On savait que Marie Curie avait fait
de la science en famille : avec son mari, Pierre, puis avec sa fille
Irène. Ses petits enfants, qui l'ont à peine connue, et même l'un
de ses arrière-petit-fils ont suivi la même voie. Mais aurait-elle
fait de la science si elle n'avait pas eu sa famille, et notamment sa
sœur aînée Bronia? Rien n'est moins sûr, raconte Natacha Henry
dans Les sœurs savantes (La Librairie Vuibert, 2015, 288 p., 19,90 €).
Marie Curie (ou plutôt, Sklodowska,
de son nom de naissance), rappelle ainsi Natacha Henry, partageait
avec Bronia l'idéal familial d'un accès des femmes aux études et
au savoir. Cet idéal était pour le moins contrarié dans la Pologne
sous domination russe de la fin du XIXe siècle où elles vivaient.
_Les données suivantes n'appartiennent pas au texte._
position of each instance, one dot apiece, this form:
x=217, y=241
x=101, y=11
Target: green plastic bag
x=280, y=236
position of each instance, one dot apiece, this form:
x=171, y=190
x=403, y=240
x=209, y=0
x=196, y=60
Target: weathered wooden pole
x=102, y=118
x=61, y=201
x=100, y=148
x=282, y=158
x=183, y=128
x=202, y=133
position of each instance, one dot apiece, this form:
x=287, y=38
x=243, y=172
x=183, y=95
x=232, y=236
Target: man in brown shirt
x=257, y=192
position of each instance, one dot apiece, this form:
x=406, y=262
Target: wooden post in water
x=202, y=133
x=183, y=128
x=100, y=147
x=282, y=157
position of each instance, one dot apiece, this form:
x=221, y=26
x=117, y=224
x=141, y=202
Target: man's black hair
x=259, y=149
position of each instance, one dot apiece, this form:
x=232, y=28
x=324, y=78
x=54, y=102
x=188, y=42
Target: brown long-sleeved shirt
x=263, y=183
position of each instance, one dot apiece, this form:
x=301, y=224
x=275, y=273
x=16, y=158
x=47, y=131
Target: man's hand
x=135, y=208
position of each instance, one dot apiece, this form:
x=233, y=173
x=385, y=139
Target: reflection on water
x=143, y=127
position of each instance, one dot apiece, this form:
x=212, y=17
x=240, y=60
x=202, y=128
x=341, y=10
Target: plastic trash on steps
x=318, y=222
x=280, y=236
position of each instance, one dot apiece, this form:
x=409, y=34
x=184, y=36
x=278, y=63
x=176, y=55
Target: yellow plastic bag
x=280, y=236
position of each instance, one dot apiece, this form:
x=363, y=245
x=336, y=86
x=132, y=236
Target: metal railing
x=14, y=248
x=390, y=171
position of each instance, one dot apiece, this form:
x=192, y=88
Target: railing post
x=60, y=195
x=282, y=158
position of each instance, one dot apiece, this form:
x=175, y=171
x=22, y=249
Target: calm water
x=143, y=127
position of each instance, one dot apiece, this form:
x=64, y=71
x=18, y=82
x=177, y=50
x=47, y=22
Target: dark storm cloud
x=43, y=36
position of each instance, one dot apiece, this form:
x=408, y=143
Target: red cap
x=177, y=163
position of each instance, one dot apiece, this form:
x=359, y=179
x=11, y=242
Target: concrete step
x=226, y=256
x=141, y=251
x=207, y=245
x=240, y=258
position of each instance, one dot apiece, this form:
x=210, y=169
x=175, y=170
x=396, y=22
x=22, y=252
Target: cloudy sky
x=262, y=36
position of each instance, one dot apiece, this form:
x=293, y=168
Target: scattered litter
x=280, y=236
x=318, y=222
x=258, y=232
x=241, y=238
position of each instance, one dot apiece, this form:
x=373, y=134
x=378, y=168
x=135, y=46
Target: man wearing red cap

Après une formation initiale dans une « université volante »
clandestine, où des enseignants bénévoles et engagés dispensaient
des cours aux jeunes filles, il fallait partir de Varsovie. C'est
Bronia qui, la première, vint à Paris, suivre des études de
médecine, soutenue par l'aide financière de sa cadette, qui
travaillait comme gouvernante. C'est Bronia qui, la première,
soutient une thèse, en médecine (sur l'allaitement maternel).
C'est aussi Bronia qui, la première,
se maria. En 1891, elle épousa un médecin, Casimir Dluski. Ce
dernier était polonais, et surtout c'était un activiste politique.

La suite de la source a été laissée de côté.